SCOT-PEP is an organisation comprised of current and former sex workers, and some allies. Those of us with sex working experience have worked in many sectors of the industry, and from many perspectives: some of us are migrants, some are British; many of us work (or have worked) in criminalised conditions - for example on the street, or in working flats - and we’ve all worked for different reasons, at different times in our lives: to support our families; to support our drug use; for the flexibility; to fund our education, or simply because there has been no other work available, and we need to pay our bills.

We support - and fight for - the full decriminalisation of sex work, including the decriminalisation of managers and workplaces, because only when sex workers are able to work in a decriminalised context will they be able to claim the full human and labour rights due to them. The harm that befalls sex workers when third parties (such as managers) are criminalised is well documented; for instance, Norwegian Police used third party laws to extra-judicially evict sex workers from their homes, in ‘Operation Homeless’. HIV transmission increases when our workplaces and managers are criminalised - as the evidence in South Korea shows - because managers fear to keep sufficient condoms on the premises, as condoms will be used as evidence against them. Laws that criminalise managers are often used against sex workers, as was the case in Bradford four months ago, when three women who were working together in what the judge acknowledged as an “informal co operative” were each convicted of ‘brothel-keeping’ the others. Criminalising managers and third parties forces sex workers to work alone, rather than being able to choose to work together to protect themselves.

The criminalisation of managers has been shown again and again to cause real, material, serious harms to sex workers, and as such, we are in favour of full decriminalisation. However, we believe that the interests of managers and the interests of workers are not aligned, and as an organisation comprised of workers and allies, we purposefully exclude managers.

Sex worker rights organisations are often accused by those who wish to deny sex workers human rights, of being ‘fronts’ for managers. We wish to highlight that this is a profoundly misogynist accusation, relying as it does on the implicit premise that sex workers, a group comprised largely of marginalised women, are incapable of having a political analysis, or agitating for our own rights, and as such, must be the puppets of male ‘pimps’, to use the racialised terms most often used in such attacks. Furthermore, this accusation relies on discounting the voices and activism of sex workers. 

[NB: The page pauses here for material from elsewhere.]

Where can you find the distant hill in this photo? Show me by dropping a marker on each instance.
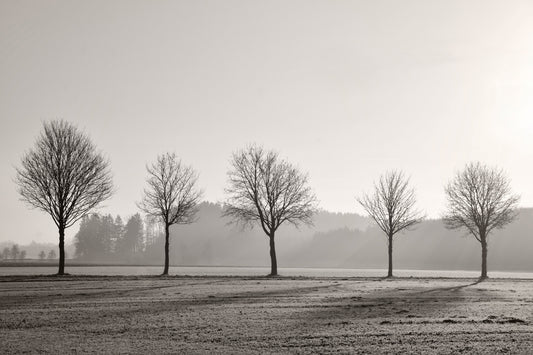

If journalists or others wish to expand their knowledge of the sex worker rights movement in the UK, we suggest they read up on our friends the Sex Worker Open University, the English Collective of Prostitutes, X:Talk, or, internationally, the Global Network of Sex Work Projects (NSWP), and the International Committee of The Rights of Sex Workers in Europe (ICRSE). There are hundreds of sex worker-led projects around the world doing amazing, innovative work, implementing and expanding on best practice with regards to human rights, labour rights, and access to health.

We suggest that the few journalists and campaigners who have chosen to be on the wrong side of history, and oppose sex workers’ human rights, return to attempting to dispute our ideas and our evidence, as this would at least be more dignified for them. We suggest that organisations led by sex workers - not managers, or ‘exited’ women, or anyone else who doesn’t know the current reality for sex workers - should lead the debate about how to make sex work safer, as organisations led by sex workers are - uncomplicatedly - the experts on sex work.